= Lorenzo Alessandro Zaccagni =

Italian librarian and Patristic scholar and author

Lorenzo Alessandro Zaccagni (1652 -1712) was an Italian librarian, and Patristic scholar and author. His main contribution is a collection of texts relating to early controversies in Christianity, Collectanea monumentorum veterum Ecclesiæ græcæ et latinæ, published by the Vatican in 1698 with the approval of the Congregation of Propaganda Fide.

==Biography==
Born in Rome to a Florentine family, he studied classics and became a scholar of Greek and Latin in Rome. He came under the patronage first of Cardinal Girolamo Casanatta and then of Cardinal Henry Noris.

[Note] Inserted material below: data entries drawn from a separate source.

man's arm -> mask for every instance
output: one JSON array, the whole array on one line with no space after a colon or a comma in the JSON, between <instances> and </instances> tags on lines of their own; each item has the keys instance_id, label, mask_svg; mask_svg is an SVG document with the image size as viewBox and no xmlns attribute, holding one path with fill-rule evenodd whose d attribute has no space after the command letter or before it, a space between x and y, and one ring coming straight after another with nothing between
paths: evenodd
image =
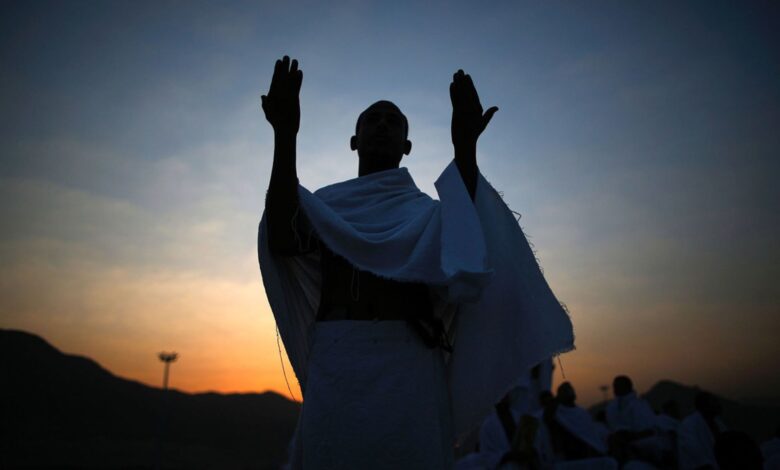
<instances>
[{"instance_id":1,"label":"man's arm","mask_svg":"<svg viewBox=\"0 0 780 470\"><path fill-rule=\"evenodd\" d=\"M284 56L276 61L271 88L262 96L265 118L274 128L274 163L265 199L268 245L272 252L298 253L293 219L298 210L298 175L295 167L296 140L301 120L298 95L303 73L298 61Z\"/></svg>"},{"instance_id":2,"label":"man's arm","mask_svg":"<svg viewBox=\"0 0 780 470\"><path fill-rule=\"evenodd\" d=\"M458 70L452 76L450 100L452 101L451 131L452 145L455 147L455 164L473 201L479 174L477 139L498 108L493 106L484 114L482 113L482 105L474 82L471 81L471 76L463 73L463 70Z\"/></svg>"}]
</instances>

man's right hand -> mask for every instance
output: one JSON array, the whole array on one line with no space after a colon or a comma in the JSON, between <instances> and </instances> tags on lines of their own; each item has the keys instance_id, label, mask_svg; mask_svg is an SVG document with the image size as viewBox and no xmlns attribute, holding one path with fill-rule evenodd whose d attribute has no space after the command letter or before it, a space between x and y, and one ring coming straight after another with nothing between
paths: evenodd
<instances>
[{"instance_id":1,"label":"man's right hand","mask_svg":"<svg viewBox=\"0 0 780 470\"><path fill-rule=\"evenodd\" d=\"M265 118L277 134L298 133L301 123L301 105L298 95L301 91L303 72L298 70L298 61L284 56L276 61L274 76L268 95L261 97Z\"/></svg>"}]
</instances>

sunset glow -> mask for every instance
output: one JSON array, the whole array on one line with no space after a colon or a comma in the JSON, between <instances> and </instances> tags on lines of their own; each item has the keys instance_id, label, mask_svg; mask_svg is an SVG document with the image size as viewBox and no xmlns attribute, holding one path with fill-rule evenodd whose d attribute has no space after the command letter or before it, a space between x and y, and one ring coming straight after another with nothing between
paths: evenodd
<instances>
[{"instance_id":1,"label":"sunset glow","mask_svg":"<svg viewBox=\"0 0 780 470\"><path fill-rule=\"evenodd\" d=\"M433 196L463 68L500 108L480 169L571 311L580 401L616 374L780 396L775 11L384 5L7 5L0 328L154 386L176 351L172 388L289 396L256 252L275 59L304 73L301 184L356 176L355 119L384 98Z\"/></svg>"}]
</instances>

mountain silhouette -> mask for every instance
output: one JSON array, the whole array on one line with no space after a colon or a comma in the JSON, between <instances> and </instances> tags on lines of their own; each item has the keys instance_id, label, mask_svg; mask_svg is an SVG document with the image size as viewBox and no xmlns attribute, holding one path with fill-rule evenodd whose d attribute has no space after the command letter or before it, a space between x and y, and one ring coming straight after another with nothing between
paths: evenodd
<instances>
[{"instance_id":1,"label":"mountain silhouette","mask_svg":"<svg viewBox=\"0 0 780 470\"><path fill-rule=\"evenodd\" d=\"M685 417L693 413L694 397L700 391L702 389L696 386L690 387L671 380L662 380L642 394L642 398L647 400L656 411L661 410L664 403L675 401L680 415ZM780 407L739 403L714 393L713 395L720 401L723 408L723 421L730 429L744 431L757 442L763 442L774 436L780 424ZM605 406L606 402L597 403L590 408L590 412L595 416Z\"/></svg>"},{"instance_id":2,"label":"mountain silhouette","mask_svg":"<svg viewBox=\"0 0 780 470\"><path fill-rule=\"evenodd\" d=\"M0 384L0 468L278 468L300 410L272 392L165 392L4 329ZM656 410L674 400L686 416L699 390L664 380L642 396ZM773 436L780 407L718 398L730 428Z\"/></svg>"},{"instance_id":3,"label":"mountain silhouette","mask_svg":"<svg viewBox=\"0 0 780 470\"><path fill-rule=\"evenodd\" d=\"M0 329L0 381L2 468L277 468L300 408L165 392L15 330Z\"/></svg>"}]
</instances>

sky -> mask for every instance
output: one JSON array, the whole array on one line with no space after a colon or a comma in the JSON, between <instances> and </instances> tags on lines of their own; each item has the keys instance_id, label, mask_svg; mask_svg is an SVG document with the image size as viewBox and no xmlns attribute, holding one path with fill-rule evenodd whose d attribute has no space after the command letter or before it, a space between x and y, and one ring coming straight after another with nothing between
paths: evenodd
<instances>
[{"instance_id":1,"label":"sky","mask_svg":"<svg viewBox=\"0 0 780 470\"><path fill-rule=\"evenodd\" d=\"M0 328L150 385L177 351L174 388L300 399L256 254L274 61L304 74L301 184L357 176L355 119L389 99L433 196L462 68L500 108L480 169L574 324L556 383L583 404L617 374L780 399L776 2L2 10Z\"/></svg>"}]
</instances>

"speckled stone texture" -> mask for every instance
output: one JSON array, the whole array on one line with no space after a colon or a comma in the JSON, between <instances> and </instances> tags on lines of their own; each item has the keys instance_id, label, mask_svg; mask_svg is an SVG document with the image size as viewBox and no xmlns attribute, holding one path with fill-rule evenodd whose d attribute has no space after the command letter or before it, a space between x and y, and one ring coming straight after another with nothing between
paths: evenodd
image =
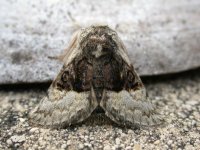
<instances>
[{"instance_id":1,"label":"speckled stone texture","mask_svg":"<svg viewBox=\"0 0 200 150\"><path fill-rule=\"evenodd\" d=\"M200 66L199 0L1 0L0 84L52 80L74 31L108 24L140 75Z\"/></svg>"},{"instance_id":2,"label":"speckled stone texture","mask_svg":"<svg viewBox=\"0 0 200 150\"><path fill-rule=\"evenodd\" d=\"M132 130L93 117L66 129L43 129L29 125L27 114L48 85L1 86L0 149L200 149L200 70L143 81L165 126Z\"/></svg>"}]
</instances>

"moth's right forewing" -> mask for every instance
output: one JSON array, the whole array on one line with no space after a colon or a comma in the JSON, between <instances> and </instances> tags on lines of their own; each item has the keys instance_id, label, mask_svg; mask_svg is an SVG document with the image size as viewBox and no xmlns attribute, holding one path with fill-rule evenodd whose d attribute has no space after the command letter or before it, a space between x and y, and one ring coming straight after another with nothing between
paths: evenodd
<instances>
[{"instance_id":1,"label":"moth's right forewing","mask_svg":"<svg viewBox=\"0 0 200 150\"><path fill-rule=\"evenodd\" d=\"M74 90L75 66L63 66L48 89L48 96L30 113L34 124L59 128L82 122L97 107L94 90Z\"/></svg>"},{"instance_id":2,"label":"moth's right forewing","mask_svg":"<svg viewBox=\"0 0 200 150\"><path fill-rule=\"evenodd\" d=\"M64 127L79 123L88 118L96 104L90 100L91 93L74 91L67 92L59 100L45 97L30 113L30 121L47 127Z\"/></svg>"}]
</instances>

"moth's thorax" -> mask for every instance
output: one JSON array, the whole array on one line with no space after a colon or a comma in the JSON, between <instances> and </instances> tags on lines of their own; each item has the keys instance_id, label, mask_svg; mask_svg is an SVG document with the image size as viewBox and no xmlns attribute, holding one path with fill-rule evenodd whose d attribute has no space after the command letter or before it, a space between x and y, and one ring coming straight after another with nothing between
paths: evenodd
<instances>
[{"instance_id":1,"label":"moth's thorax","mask_svg":"<svg viewBox=\"0 0 200 150\"><path fill-rule=\"evenodd\" d=\"M112 32L112 30L108 32L107 28L100 26L85 35L80 44L83 54L94 58L99 58L104 55L112 55L116 50L117 45L113 40Z\"/></svg>"}]
</instances>

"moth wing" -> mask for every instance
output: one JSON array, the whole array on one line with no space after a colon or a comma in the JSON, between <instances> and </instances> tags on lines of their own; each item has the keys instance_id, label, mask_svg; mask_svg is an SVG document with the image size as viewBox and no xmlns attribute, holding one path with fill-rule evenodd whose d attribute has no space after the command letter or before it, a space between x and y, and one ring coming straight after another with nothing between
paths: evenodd
<instances>
[{"instance_id":1,"label":"moth wing","mask_svg":"<svg viewBox=\"0 0 200 150\"><path fill-rule=\"evenodd\" d=\"M31 122L47 127L64 127L79 123L90 116L96 108L91 92L54 91L58 99L44 97L30 113Z\"/></svg>"},{"instance_id":2,"label":"moth wing","mask_svg":"<svg viewBox=\"0 0 200 150\"><path fill-rule=\"evenodd\" d=\"M123 65L122 90L105 90L100 106L114 122L123 125L152 126L163 122L156 107L147 99L144 85L132 66Z\"/></svg>"},{"instance_id":3,"label":"moth wing","mask_svg":"<svg viewBox=\"0 0 200 150\"><path fill-rule=\"evenodd\" d=\"M51 84L48 95L29 114L30 122L47 127L64 127L82 122L97 107L92 87L74 90L73 63L65 67Z\"/></svg>"},{"instance_id":4,"label":"moth wing","mask_svg":"<svg viewBox=\"0 0 200 150\"><path fill-rule=\"evenodd\" d=\"M163 122L155 106L146 99L144 89L136 92L105 91L101 107L114 122L122 125L152 126Z\"/></svg>"}]
</instances>

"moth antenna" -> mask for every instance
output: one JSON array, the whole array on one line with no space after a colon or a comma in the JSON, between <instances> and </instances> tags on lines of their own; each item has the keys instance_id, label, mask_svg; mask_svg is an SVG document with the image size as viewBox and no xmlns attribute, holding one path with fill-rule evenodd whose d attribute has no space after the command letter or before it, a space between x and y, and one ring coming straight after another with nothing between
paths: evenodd
<instances>
[{"instance_id":1,"label":"moth antenna","mask_svg":"<svg viewBox=\"0 0 200 150\"><path fill-rule=\"evenodd\" d=\"M48 56L49 59L62 61L61 56Z\"/></svg>"}]
</instances>

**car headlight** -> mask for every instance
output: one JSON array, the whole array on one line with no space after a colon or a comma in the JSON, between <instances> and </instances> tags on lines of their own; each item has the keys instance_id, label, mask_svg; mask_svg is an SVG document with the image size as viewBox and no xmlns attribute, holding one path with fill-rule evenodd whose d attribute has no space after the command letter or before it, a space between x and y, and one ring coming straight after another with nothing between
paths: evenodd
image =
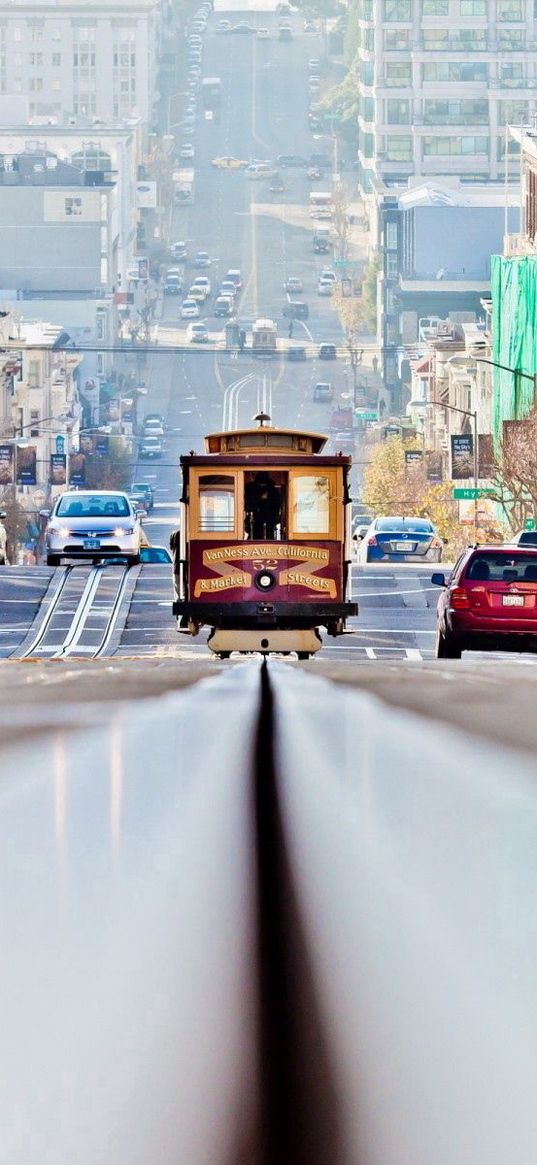
<instances>
[{"instance_id":1,"label":"car headlight","mask_svg":"<svg viewBox=\"0 0 537 1165\"><path fill-rule=\"evenodd\" d=\"M68 538L71 531L68 526L49 526L47 534L57 534L60 538Z\"/></svg>"},{"instance_id":2,"label":"car headlight","mask_svg":"<svg viewBox=\"0 0 537 1165\"><path fill-rule=\"evenodd\" d=\"M116 538L121 538L123 534L134 534L134 526L116 526L112 533Z\"/></svg>"}]
</instances>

Cardinal Casanate had been named Bibliotecario di Santa Romana Chiesa (Librarian of the Vatican) and had directed various congregations for the Pope, including the Offices of the Inquisition. Henry Noris was made assistant librarian in the Vatican by Pope Innocent XII. In 1700, on the death of Cardinal Casanate, Noris was given full charge of the Vatican Library. Both fostered the work of Zaccagni, which would have been previously considered suspect because it elucidated works discussing heresy.

As Prefect of the Vatican Library, Zaccagni had access to a copy of the Atti di Archelao by Hegemonius found at Monte Cassino with a version in the Vatican, as well as to the works of Euthalius. Such documents were among those included in his Collection.

Zaccagni was buried in the church of San Giovanni Decollato, and his inscription on the pavement stated that he was a man of honourable parts and practice, his books were celebrated by both Italians and foreigners; and he had raised the scholarship of the Papal states.